Turning away from the Kojak Liberals embrace of punitive logic, Canham reminded readers:  “All the Kojak Liberalism in the world isn’t going to help cities unless urban residents have access to jobs, are trained in job skills, have the ability to earn wages high enough to take care of their families and get the services (like day care) necessary to enable them to take jobs.”  While acknowledging that cops are “part of the solution,” Canham warned: “Clinton can put 10 million cops on the street and it won’t restore order unless viable economies are built in our cities.”  Unfortunately, like law enforcement and mass incarceration, social programs geared towards social and economic mobility “take money—money suburbanites don’t want to pay.”  More comfortable paying healthy sums per year to incarcerate non-violent offenders, suburbanites shunned old style liberalism, instead rewarding punitive “New Democrats”.  Indeed, Newt Gingrich proved correct when he observed “most Americans” no longer “hated rich people”.  Instead, they hated “funding poor people”.

Crime it turns out is not just a matter for criminal justice.  “Crime is a social problem, one that affects us all,” wrote Canham.  “The underlying causes are as much economic as they are the moral failures of individuals.”  But make no mistake, the pathology did not rest solely with the poor, but rather, “the pathology resides as much among stingy, bitter suburbanites as among violent urbanites.”  Despite a frighteningly muscular, draconian criminal justice response in the late 1980s and early 1990s, popular perceptions held that “anyone can wiggle his or her way to freedom with a sad story and slick attorneys.”  High-profile acquittals of Larry Davis, the Menendez brothers, the trials resulting from the L.A. riots, and perhaps most notably, the O.J. Simpson trial all obscured the slow march of mass incarceration.

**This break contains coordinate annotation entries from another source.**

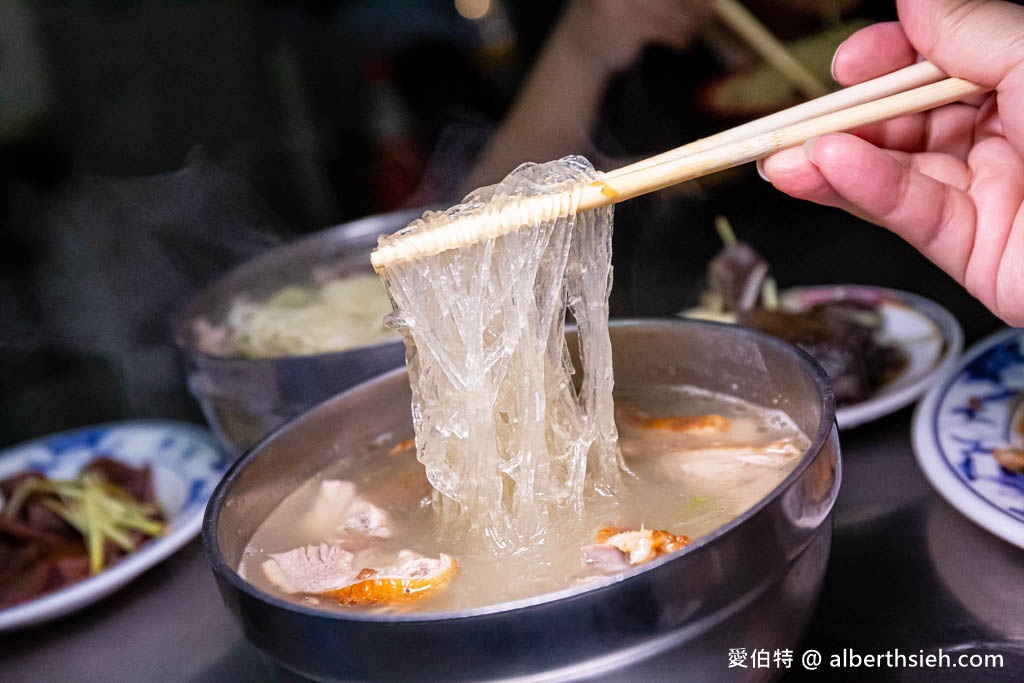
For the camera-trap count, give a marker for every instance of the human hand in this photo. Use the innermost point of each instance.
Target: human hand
(610, 34)
(950, 181)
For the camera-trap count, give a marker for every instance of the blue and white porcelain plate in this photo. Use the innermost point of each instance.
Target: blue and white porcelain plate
(186, 465)
(975, 409)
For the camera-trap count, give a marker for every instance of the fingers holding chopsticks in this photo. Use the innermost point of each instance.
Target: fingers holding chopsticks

Rather than foam at the mouth and demand more police and harsher sentencing, citizens would be wise to consume popular media and political stump speeches with a grain of salt and some healthy independent thought.  Next time, advised Wooster of Reason Magazine, “the proper response to any Washington-based solon’s speech” on crime, drugs or the urban underclass, “is to take the cynicism one normally has for politicians—and double it.”